Todos ellos, a excepción del Triduo sacro,
giran en torno a las ferias, a los domingos, solemnidades y
fiestas del Señor.
Ø
El Santoral comprende:
§
Solemnidades.
§
Fiestas.
§
Memorias de la Virgen María
y de los santos.
Ø
Dentro del temporal, el
Domingo o celebración de la Pascua semanal del Señor
(es la cumbre de la semana) y el Triduo
Pascual es la cumbre del año litúrgico. Son Domingos que
tienen una importancia especial los de Adviento, Cuaresma y
Pascua, considerados tiempos fuertes.
Ø
Puede afirmarse que el Misterio
Pascual de Cristo realizado en la plenitud de los tiempos (Gal.
4, 4) y prefigurado a lo largo de la Historia de Israel (A.T.),
es el eje central de nuestras celebraciones. Su reactualización
por medio de los sacramentos, especialmente el de la Eucaristía,
da cauce a la intervención permanente de Dios en la historia
salvífica.
Ø
Las celebraciones sacramentales
celebradas a lo largo del año litúrgico, articuladas en un
conjunto de fiestas y ciclos, constituyen un auténtico tiempo de
salvación.
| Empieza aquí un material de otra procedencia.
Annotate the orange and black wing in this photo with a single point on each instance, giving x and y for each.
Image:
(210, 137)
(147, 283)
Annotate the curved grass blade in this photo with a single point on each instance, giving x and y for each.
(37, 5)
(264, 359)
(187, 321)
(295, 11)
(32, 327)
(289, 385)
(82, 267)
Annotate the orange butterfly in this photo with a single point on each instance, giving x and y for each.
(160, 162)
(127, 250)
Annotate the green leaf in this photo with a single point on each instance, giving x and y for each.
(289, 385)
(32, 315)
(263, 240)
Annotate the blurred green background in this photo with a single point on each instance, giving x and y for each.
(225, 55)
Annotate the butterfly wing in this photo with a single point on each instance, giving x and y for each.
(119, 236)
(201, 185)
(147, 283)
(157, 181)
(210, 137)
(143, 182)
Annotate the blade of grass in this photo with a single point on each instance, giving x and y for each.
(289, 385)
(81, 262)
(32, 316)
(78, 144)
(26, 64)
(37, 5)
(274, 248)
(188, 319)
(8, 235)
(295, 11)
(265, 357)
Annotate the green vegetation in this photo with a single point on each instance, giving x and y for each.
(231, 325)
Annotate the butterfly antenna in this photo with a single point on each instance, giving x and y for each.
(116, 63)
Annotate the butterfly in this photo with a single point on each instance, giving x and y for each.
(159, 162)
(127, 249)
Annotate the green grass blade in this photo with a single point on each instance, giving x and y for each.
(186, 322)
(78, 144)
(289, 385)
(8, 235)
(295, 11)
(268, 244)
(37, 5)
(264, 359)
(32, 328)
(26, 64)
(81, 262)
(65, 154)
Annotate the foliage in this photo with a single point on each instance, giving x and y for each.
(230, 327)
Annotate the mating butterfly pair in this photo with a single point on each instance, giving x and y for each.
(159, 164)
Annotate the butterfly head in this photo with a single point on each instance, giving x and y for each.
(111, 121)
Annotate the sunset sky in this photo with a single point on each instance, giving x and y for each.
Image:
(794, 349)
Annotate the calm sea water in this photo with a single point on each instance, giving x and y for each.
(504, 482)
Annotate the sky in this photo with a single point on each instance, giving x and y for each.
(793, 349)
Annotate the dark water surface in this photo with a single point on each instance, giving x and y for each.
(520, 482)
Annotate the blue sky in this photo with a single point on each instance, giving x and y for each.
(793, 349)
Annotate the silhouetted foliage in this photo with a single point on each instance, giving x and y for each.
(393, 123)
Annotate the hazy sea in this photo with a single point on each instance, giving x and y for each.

Por eso, el año litúrgico no es solo una realidad
temporal, sino salvífica.
Esas
acciones sagradas se desarrollan según un ritmo cronológico:
ante todo, según la sucesión de las horas (vigilia nocturna,
oración de la mañana y de la tarde, oración al final del día o
antes del descanso nocturno); luego en la celebración del
misterio pascual, que tiene lugar en su repetición regular el
día del Señor (domingo), y en su solemnidad anual, que va de la
cuaresma a Pentecostés y tiene su cumbre en la vigilia pascual;
de otra manera también en la celebración de la manifestación del
Señor —en navidad y epifanía—, preparada por el adviento y
continuada en el breve tiempo de navidad; finalmente, en la
celebración del "dies natalis" de los santos, en las
solemnidades de la madre de Dios, de los apóstoles, de los
mártires, de las vírgenes y de todos los santos y santas. En
esas acciones directamente litúrgicas se actualiza todo el
misterio de la historia salvífica: Jesucristo-Antiguo
Testamento-plan salvífico de Dios anterior al tiempo. Todo esto
como fuente primera, como cumbre, como fundamento objetivo
normativo de toda la vida cristiana.